“往西边走,张公公的府邸在鼓楼巷深处,避开主街。”
卢剑星低声吩咐,脚步不停。
很快。
他们便到了镇守府。
大同城西多是官宦宅邸,镇守太监张炜的府第虽不算奢华,却透着几分威严。
朱漆大门前立着两尊石狮子,门楣上悬着“镇监府”的匾额,匾额边角还沾着些许风沙,倒有几分边地的粗粝感。
守门的校尉见是卢剑星三人,连盘问都省了,只躬身行礼,便侧身让开道路。
这半个月来,锦衣卫频繁出入镇监府,早已成了府中熟客。
三人拾级而入,穿过栽着几株老槐树的前院,便闻见正堂方向传来隐约的说话声。
刚走到堂门外侧,卢剑星便顿住脚步。
透过半开的门缝,能看见堂内除了镇守太监张炜,还坐着两个身影。
沈炼与靳一川也察觉到异样。
待推门而入,三人这才看清堂内情形:
主位上坐着的张炜身着酱色蟒纹便服,手里捻着一串紫檀佛珠,脸上虽带着笑意,眼底却藏着几分凝重。
左侧客座上,一人身穿青色按察使司官袍,腰系银带,面容清瘦,眉宇间透着股文官的刚直,正是山西按察使司佥事孙传庭。

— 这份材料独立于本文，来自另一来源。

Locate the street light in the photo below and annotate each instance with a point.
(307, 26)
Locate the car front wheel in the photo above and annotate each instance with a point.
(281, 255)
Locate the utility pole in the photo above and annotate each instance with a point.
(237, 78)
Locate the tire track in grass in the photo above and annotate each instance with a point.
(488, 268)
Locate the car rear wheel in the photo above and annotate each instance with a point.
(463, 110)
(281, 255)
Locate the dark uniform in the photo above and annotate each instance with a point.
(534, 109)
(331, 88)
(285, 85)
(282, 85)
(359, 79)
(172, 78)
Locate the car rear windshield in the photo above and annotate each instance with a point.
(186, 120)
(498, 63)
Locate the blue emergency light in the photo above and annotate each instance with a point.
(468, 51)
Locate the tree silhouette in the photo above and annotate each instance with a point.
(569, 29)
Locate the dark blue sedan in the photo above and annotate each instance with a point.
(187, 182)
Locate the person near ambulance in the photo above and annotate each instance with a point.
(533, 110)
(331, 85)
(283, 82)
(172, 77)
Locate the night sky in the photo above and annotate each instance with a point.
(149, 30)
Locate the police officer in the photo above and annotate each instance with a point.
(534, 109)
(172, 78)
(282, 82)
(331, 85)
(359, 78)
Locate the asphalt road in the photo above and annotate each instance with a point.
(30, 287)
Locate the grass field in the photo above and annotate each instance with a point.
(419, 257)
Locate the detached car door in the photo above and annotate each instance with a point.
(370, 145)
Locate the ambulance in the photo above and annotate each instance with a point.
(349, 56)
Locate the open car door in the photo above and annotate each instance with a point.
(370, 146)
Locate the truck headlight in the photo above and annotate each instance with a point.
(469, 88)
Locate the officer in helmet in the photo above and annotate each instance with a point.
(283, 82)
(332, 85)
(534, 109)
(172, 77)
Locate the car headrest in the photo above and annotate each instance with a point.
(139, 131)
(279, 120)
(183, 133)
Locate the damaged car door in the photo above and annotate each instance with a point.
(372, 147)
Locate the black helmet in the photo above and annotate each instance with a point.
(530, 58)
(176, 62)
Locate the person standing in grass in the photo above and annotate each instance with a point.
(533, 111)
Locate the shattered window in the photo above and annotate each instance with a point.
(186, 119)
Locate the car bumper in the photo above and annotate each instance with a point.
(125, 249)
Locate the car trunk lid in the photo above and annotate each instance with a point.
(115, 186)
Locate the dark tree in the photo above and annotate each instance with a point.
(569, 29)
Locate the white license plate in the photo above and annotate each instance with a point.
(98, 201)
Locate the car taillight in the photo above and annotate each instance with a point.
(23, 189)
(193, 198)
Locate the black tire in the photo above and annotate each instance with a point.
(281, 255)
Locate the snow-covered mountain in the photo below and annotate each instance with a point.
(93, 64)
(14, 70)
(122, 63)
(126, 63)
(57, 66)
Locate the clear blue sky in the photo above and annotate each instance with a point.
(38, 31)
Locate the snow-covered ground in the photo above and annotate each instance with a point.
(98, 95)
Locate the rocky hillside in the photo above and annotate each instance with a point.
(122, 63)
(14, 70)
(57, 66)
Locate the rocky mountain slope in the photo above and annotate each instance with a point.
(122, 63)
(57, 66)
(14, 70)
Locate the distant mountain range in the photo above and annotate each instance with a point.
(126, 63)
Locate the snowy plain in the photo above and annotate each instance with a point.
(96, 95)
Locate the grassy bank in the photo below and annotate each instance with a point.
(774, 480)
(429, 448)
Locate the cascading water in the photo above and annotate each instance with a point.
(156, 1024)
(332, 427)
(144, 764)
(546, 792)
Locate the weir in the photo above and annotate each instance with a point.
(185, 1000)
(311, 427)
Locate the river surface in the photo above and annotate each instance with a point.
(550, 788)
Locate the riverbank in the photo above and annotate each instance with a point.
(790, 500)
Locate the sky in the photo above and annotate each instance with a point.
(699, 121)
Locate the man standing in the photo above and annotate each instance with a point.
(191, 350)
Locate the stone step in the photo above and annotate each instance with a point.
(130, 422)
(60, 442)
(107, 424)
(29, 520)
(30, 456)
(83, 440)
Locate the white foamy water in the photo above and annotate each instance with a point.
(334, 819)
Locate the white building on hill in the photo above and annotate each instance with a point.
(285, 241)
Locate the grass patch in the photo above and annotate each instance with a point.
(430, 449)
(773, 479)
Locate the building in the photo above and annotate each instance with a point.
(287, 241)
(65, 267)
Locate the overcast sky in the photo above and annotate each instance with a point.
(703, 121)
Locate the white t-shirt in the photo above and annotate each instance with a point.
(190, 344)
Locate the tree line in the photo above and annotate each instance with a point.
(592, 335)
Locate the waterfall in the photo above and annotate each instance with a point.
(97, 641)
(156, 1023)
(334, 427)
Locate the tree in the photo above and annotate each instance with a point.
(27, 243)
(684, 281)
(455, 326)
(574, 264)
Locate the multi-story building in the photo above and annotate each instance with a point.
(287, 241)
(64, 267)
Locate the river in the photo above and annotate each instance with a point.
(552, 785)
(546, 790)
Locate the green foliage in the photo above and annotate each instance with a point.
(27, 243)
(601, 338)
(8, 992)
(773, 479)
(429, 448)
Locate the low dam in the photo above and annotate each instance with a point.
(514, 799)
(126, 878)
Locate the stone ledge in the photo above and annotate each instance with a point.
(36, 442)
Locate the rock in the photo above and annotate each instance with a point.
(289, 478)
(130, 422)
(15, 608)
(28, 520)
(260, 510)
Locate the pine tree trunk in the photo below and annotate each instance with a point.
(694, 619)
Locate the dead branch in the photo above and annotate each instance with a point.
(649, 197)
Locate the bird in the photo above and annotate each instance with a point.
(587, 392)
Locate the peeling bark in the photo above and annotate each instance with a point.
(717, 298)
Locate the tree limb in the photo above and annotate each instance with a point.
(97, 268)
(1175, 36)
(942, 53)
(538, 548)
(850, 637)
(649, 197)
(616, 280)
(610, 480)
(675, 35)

此人年前奉陛下之命来大同督查吏治,同时协助徐光启推广番薯,在边地颇有声望。
右侧坐着的则是个年轻官员,身着七品县令袍服,面容儒雅,正是大同县令董中行。
他是庚申科进士二甲第三名,因殿试时对答边策条理清晰,被陛下提拔为大同县令,专司民政,钳制地方豪强。
“原来是孙佥事与董县令,倒是巧了。”
卢剑星率先反应过来,带着沈炼、靳一川躬身行礼。
“属下卢剑星,携弟沈炼、靳一川,拜见镇守。”
张炜抬手虚扶,声音带着宦官特有的尖细,却不失沉稳:
“免礼,都坐。你们来得正好,刚要让人去请你们。”
他指了指堂下的空位,目光扫过三人。
“看来你们查得差不多了?”
卢剑星坐下后,没有立刻开口,反而看向孙传庭与董中行,眼神里带着几分犹豫。